Some of this caution, I think, reaches back to the Declaration of Independence — a document whose signers declared revolution, and which also declares that you might not want to do this kind of thing that often. The Declaration says: "Prudence, indeed, will dictate that Governments long established should not be changed for light and transient causes; and accordingly all experience hath shewn, that mankind are more disposed to suffer, while evils are sufferable, than to right themselves by abolishing the forms to which they are accustomed."
Does the candidacy of Donald Trump qualify as a revolutionary act? Let's agree, at least, that it's one in which many previous norms — observed by both politicians and the press — have been tossed aside. Whether it amounts to "revolutionary" probably depends on whether he wins.
Here's "Decius," writing at American Greatness, offering his rationale for a Trumpist presidency. "A Trump victory could pave the way to a restoration of proper constitutional government. Note to speed-readers: I said “could.” Hillary surely won’t. Trump might. He at least offers us a chance to begin the process of achieving a restoration for ourselves."
Decius' best rationale for Trump is a "maybe, but maybe not." He sweeps aside talk of the consequences of a Trump administration all too lightly. Do Trump's advocates take the law of unintended consequences seriously here? It appears not.
• They’re often better at recognizing that big bureaucracies can become oppressive: Anybody who has dealt with L&I or the city’s revenue department in Philadelphia can probably offer an amen here, as can anybody who has tried to clean up a trashed city-owned lot. It’s why conservatives are against “big government” instead of better government—they believe, not without reason, that bigger government can create problems and badly affect individuals just because of the insidious ways bureaucracies tend to try to claim more power without offering ore accountability.I don't think even Trump knows his own vision well enough to know if the bureaucracy will grow or shrink during his presidency, so let's move on.

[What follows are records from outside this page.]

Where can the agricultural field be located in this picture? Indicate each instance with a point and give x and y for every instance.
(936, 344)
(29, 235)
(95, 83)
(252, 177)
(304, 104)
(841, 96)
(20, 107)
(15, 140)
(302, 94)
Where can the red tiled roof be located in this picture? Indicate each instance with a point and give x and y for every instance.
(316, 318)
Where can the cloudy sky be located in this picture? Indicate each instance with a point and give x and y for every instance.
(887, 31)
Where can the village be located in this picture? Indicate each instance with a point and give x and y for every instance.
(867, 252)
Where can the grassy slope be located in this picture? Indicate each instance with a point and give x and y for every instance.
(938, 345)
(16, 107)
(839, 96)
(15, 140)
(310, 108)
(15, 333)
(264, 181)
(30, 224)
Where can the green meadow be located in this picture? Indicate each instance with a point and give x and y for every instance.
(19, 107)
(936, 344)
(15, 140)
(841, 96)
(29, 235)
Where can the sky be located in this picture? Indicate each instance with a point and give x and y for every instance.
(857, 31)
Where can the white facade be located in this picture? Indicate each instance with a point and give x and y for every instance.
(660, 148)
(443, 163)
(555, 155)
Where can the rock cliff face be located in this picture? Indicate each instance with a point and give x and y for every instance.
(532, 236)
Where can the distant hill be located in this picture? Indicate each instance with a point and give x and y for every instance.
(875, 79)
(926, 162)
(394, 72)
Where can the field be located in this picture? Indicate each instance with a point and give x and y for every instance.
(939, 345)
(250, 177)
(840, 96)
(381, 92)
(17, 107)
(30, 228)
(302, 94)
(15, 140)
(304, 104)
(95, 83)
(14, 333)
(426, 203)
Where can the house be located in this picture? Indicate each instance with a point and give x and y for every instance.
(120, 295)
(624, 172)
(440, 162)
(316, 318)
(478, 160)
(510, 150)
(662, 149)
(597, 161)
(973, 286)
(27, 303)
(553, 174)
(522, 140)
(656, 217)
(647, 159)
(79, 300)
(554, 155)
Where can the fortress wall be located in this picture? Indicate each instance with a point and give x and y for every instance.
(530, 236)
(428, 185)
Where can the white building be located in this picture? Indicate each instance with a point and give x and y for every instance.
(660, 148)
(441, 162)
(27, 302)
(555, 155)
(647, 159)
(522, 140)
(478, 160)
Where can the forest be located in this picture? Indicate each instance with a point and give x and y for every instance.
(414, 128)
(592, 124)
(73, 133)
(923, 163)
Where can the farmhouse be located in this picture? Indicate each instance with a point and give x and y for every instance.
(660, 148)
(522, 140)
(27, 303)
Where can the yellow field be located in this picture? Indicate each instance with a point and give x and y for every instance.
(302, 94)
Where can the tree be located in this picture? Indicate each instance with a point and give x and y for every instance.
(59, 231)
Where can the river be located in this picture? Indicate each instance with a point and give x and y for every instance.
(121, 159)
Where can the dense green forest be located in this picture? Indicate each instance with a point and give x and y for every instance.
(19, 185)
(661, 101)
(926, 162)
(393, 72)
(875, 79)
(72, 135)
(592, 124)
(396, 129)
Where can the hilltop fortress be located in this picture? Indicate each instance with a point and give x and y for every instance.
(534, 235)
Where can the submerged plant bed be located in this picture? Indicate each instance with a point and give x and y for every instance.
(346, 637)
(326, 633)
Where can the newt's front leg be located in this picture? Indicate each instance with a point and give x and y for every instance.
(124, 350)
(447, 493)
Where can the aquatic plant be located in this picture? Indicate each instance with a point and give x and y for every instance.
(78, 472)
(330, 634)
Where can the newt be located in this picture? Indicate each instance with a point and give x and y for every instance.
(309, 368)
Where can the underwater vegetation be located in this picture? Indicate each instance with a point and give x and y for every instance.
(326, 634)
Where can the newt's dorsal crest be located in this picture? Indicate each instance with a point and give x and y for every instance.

• They have an idea and stick to it: Recognizing there are several varieties of conservatism in this country, what most profess to have in common is a belief in the Founders, the Constitution, and limited government.Trump is unusual for a Republican in that he hearkens back to the Founders with far less frequency than his predecessors. He's show fealty to specific parts of the Constitution — the Second Amendment — and contempt for others (the First) and done little to offer up any explanation of his Constitution vision. Suffice it to say, though, he's given every indication that he doesn't see any limits to the powers he might have as president. "I alone can fix" America's problems, he says, and that's the not the comment of a man who respects limits on the powers of the presidency.
So. Three years ago I offered three lessons liberals could learn from conservatives. Trumpist Conservatives, it seems, are ignoring or whistling their way past two of those lessons. It's bad for conservatism; I suspect it might be bad for the United States as well.